The model also illuminates how essential early and aggressive testing is in suppressing the virus and, ultimately, controlling the fatality rate. Because the contagion grows exponentially, even a few days’ delay can create tremendous differences in the size of the epidemic. If countries in mid-March had moved to test 0.1% of their total population per day — a rate higher than most countries at the time — total case count in the countries studied would have dropped from 88.5 million to 53 million, as of mid-June, and deaths would have fallen by nearly 200,000 — about one third of the estimated total.
However, the value of testing erodes as the epidemic grows, as the increasing number of infectious individuals overwhelms the ability to test, then trace and isolate those coming in contact with the infectious.
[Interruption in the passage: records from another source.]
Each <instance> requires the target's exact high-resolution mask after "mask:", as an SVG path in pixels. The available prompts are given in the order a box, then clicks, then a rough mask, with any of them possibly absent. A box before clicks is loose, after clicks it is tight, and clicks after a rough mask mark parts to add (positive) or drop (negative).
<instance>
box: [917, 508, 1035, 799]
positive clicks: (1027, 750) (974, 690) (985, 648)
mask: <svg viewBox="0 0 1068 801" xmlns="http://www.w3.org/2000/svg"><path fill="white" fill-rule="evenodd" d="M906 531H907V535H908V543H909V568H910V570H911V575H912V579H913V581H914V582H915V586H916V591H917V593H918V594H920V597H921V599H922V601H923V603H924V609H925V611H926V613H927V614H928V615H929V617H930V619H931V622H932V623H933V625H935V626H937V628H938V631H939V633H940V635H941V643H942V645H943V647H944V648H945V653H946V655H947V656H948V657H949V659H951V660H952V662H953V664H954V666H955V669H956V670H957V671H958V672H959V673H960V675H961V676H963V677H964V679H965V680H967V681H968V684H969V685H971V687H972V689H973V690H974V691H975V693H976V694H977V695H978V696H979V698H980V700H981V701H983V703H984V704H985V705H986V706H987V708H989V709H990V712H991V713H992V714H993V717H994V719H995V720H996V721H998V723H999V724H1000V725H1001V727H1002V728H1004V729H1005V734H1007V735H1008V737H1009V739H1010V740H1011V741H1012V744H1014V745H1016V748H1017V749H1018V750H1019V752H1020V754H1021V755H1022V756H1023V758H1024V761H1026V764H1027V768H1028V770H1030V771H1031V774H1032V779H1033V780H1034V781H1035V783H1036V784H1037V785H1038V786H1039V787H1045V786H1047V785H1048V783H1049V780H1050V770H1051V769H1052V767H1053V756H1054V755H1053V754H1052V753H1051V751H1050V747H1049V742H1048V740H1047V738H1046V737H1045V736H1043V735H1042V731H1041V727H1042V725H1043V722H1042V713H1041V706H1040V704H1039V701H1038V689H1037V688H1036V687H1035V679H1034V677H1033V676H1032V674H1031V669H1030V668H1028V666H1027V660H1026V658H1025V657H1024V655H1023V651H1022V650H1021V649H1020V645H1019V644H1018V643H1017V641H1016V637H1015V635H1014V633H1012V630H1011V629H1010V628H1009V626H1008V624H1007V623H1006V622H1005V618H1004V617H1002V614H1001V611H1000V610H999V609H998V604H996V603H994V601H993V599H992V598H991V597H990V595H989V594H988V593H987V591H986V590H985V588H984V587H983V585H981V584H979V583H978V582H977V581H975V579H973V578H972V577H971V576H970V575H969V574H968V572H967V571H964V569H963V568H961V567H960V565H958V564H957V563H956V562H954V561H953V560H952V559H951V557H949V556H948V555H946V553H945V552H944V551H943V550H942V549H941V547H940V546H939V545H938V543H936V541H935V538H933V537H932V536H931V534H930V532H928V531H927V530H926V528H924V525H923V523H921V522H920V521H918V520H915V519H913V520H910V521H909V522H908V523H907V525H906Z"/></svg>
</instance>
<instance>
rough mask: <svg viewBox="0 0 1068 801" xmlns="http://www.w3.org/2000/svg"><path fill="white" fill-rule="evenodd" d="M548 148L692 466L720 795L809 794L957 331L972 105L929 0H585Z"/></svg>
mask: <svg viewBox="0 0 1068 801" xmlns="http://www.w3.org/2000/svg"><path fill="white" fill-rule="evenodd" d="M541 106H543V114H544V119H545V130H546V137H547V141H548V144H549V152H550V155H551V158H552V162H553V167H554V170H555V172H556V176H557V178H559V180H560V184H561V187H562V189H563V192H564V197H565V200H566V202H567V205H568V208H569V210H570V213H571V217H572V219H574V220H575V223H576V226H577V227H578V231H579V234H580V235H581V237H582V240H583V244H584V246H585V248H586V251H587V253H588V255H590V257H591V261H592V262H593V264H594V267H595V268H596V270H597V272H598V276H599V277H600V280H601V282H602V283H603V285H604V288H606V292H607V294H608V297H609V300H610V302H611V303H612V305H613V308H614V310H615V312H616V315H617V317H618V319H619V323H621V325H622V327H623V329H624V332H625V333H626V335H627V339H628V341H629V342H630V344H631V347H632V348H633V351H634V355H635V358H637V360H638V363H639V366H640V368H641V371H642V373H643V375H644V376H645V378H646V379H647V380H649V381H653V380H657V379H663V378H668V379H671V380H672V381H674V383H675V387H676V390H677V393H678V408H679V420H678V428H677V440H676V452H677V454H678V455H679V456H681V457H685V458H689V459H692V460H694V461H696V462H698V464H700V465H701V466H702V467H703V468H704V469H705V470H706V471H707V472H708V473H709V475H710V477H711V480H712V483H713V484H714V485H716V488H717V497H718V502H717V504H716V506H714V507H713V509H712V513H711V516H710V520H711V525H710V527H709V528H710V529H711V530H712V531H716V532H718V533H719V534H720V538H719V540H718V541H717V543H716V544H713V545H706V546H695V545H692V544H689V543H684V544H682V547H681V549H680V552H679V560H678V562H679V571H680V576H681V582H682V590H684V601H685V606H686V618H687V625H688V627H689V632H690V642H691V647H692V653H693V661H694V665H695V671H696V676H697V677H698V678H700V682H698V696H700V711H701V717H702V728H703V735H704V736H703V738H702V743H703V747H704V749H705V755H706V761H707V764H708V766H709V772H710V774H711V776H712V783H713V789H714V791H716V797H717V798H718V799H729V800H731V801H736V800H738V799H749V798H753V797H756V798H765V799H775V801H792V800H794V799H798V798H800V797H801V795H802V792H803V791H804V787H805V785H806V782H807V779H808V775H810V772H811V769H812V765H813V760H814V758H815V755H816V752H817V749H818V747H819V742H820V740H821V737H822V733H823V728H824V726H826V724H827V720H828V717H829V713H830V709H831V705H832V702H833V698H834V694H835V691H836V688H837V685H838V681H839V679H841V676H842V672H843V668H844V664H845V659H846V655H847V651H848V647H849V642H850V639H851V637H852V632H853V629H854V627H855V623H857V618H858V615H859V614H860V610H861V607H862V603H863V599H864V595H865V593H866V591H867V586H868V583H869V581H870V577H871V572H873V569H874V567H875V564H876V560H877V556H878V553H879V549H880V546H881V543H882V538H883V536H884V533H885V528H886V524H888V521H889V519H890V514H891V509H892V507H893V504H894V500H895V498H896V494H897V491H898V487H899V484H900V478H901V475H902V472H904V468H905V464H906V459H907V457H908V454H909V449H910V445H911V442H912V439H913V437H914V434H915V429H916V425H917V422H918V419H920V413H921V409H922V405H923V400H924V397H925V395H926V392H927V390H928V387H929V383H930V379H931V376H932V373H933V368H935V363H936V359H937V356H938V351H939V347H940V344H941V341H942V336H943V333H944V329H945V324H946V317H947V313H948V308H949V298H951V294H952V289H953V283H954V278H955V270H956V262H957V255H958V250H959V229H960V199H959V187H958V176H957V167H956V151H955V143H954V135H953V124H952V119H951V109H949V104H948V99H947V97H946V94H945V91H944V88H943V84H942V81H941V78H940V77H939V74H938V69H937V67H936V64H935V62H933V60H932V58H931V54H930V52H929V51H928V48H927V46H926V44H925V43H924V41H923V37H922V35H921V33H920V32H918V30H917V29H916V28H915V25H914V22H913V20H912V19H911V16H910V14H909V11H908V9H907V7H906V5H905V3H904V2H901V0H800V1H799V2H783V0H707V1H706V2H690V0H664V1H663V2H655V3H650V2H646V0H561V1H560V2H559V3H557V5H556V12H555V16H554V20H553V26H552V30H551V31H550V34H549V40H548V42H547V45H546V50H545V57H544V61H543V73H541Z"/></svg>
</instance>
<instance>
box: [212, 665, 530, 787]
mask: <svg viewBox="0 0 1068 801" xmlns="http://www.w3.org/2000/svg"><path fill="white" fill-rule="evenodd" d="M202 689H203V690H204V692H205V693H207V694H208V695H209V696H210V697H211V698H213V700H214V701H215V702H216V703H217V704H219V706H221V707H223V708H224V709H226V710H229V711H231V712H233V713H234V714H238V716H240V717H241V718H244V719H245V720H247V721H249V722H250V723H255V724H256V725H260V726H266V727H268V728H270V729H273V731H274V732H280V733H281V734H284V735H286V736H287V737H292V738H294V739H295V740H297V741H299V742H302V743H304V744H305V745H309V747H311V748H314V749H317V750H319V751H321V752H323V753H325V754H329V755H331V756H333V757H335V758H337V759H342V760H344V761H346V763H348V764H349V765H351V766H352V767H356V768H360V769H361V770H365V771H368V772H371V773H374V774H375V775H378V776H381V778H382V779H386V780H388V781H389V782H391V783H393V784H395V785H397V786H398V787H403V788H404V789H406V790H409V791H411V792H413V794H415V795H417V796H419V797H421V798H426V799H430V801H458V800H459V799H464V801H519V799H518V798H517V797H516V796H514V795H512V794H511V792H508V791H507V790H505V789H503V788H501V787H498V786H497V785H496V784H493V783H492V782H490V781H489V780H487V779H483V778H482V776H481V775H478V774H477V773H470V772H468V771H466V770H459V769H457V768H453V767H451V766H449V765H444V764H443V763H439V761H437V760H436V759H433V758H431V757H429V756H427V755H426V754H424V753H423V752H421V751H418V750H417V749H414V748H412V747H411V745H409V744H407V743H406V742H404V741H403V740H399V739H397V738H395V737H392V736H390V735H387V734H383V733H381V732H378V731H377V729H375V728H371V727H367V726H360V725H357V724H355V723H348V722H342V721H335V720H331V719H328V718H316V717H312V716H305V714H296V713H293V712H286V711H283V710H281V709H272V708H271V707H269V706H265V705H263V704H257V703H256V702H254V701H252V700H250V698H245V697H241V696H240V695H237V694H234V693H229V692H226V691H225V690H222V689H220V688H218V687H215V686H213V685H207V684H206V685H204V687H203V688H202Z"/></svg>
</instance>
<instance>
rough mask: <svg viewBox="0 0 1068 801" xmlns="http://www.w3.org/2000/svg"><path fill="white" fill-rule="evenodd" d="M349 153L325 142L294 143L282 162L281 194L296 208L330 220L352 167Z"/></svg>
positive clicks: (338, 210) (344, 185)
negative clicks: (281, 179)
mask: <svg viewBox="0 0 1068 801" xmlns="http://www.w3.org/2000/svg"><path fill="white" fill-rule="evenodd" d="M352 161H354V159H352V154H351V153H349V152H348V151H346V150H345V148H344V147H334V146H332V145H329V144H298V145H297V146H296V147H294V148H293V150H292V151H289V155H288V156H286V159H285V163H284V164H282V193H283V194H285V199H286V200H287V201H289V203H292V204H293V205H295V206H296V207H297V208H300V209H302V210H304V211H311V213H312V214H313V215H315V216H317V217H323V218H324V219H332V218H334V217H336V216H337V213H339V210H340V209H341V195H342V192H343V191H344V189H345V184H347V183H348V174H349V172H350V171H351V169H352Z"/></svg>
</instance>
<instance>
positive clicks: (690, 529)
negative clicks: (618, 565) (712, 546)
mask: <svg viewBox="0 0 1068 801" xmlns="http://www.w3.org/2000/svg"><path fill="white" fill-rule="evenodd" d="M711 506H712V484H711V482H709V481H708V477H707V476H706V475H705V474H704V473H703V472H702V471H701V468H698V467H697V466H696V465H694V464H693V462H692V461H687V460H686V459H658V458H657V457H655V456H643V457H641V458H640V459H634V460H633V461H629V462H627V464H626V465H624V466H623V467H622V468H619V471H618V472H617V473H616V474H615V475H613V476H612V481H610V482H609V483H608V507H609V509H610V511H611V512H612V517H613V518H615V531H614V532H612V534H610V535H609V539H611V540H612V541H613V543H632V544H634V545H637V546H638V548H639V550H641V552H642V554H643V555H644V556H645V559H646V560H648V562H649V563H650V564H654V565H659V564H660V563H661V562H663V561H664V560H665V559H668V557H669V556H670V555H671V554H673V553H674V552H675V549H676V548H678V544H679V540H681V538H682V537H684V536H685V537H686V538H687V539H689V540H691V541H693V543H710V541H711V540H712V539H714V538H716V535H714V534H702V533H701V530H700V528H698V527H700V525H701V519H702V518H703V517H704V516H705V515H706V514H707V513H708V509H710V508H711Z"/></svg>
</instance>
And testing has little impact if people who come into contact with those testing positive don’t isolate themselves.
“The key driver of future trajectories is the extent of distancing, better hygiene, and mask use,” Rahmandad said. “Communities that bring down risky contacts quickly when the case counts rise are likely to see far fewer cases in the long run.”
In fact, if countries maintain high (rather than low) sensitivity to the public health risks of COVID-19 — avoiding premature return to normal activities and social interactions — cumulative cases in spring of 2021 could drop from 1.5 billion to 150 million; a full order of magnitude even without effective treatments or a vaccine.
The model provides quantitative insight into the potential infection and mortality rates of COVID-19 given different social and demographic contexts. It also makes clear current numbers grossly underestimate the spread of the virus. But perhaps most central, behavioral and social responses to COVID-19 are critical to reducing future cases. In a setting with more lenient policies, the virus will spread.
“While actual cases are far greater than official reports suggest, the majority of people remain susceptible. Waiting for herd immunity is not a viable path out of the current pandemic,” Rahmandad said. “Every community needs to keep the pandemic under control until a vaccine or treatment is widely available. A slow and half-hearted response only increases the human costs without offering much of an upside in terms of economic output.”